As a species, cats are pretty stoic, which makes diagnosing their pain notoriously difficult. A survey of veterinary technicians reported that only 8.1% of veterinary practices used a pain scoring system, yet 80.3% agreed it was a useful clinical tool.

There are a number of pain scoring scales specifically developed for measuring pain in cats, but only two were validated for clinical use—the UNESP-Botucatu Multidimensional Composite Pain Scale and the Glasgow Composite Measure Pain Scale.

Until now.

Because there’s a new pain scale in town: the Feline Grimace Scale (FGS), which interprets changes in facial expression, and could help provide practitioners—and possibly pet owners—with additional clues.

Plus, it’s validated.

Researchers at the University of Montreal (UM) performed an observational, case-control study of 31 client-owned cats in pain and 20 control cats who were not in pain in order to develop the scale.

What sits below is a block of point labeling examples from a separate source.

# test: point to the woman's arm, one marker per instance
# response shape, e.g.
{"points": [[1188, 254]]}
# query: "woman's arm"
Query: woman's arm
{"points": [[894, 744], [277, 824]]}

The cats were video-recorded undisturbed in their cages. Researchers performed the assessment of the subjects’ facial expressions using screenshots from video files. Two observers independently compared images of the two groups to identify differences in facial expressions.

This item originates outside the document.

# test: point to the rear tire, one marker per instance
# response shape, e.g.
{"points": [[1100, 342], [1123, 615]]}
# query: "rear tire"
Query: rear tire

The researchers categorized, tested, and scored five facial action units indicative of pain in cats:

  • Ear position: Ears facing forward, ears slightly pulled apart, or ears flattened and rotated outward
  • Orbital tightening: Eyes opened, eyes partially opened, or eyes squinted
  • Muzzle tension: Muzzle relaxed (round), muzzle mildly tense, or muzzle tense (elliptical)
  • Whisker position: Whiskers loose and curved, whiskers slightly curved or straight, or whiskers straight and moving forward
  • Head position: Head above the shoulder line, head aligned with the shoulder line, or head below the shoulder line or tilted

Each facial action unit gets a score of 0, 1, or 2.

A score of 0 means absence of the facial action unit, 1 is moderate appearance or uncertainty, and 2 is obvious appearance. A total score of 4 or more means the cat is in pain and needs analgesia. The maximum total score is 10.

NEWStat reached out to study coauthors Paulo Steagall, DVM, MSc, PhD, ACVAA(D), associate professor of veterinary anesthesia and analgesia at UM, and Maria Marina Evangelista, a PhD candidate at UM, to find out more.

“The FGS is a simple, practical, and reliable tool that has gone thorough scientific validation,” they told NEWStat via email. “Original validation was performed using image assessment, but a recent study has also shown its clinical applicability using real-time assessment.” (The study is under review and awaits publication.)

“[The FGS ] uses changes in facial expressions for acute pain assessment in cats, taking [into] consideration the clinical context.” They stress that it’s not just about looking at a still image—pain assessment is based on observation and scoring of those five facial action units.

To date, the FGS has been validated mostly for use by veterinarians, but Steagall and Evangelista say they’re currently testing its reliability when applied by other veterinary care professionals.

How about cat owners?

“It might be something useful for owners but we are still working on it.”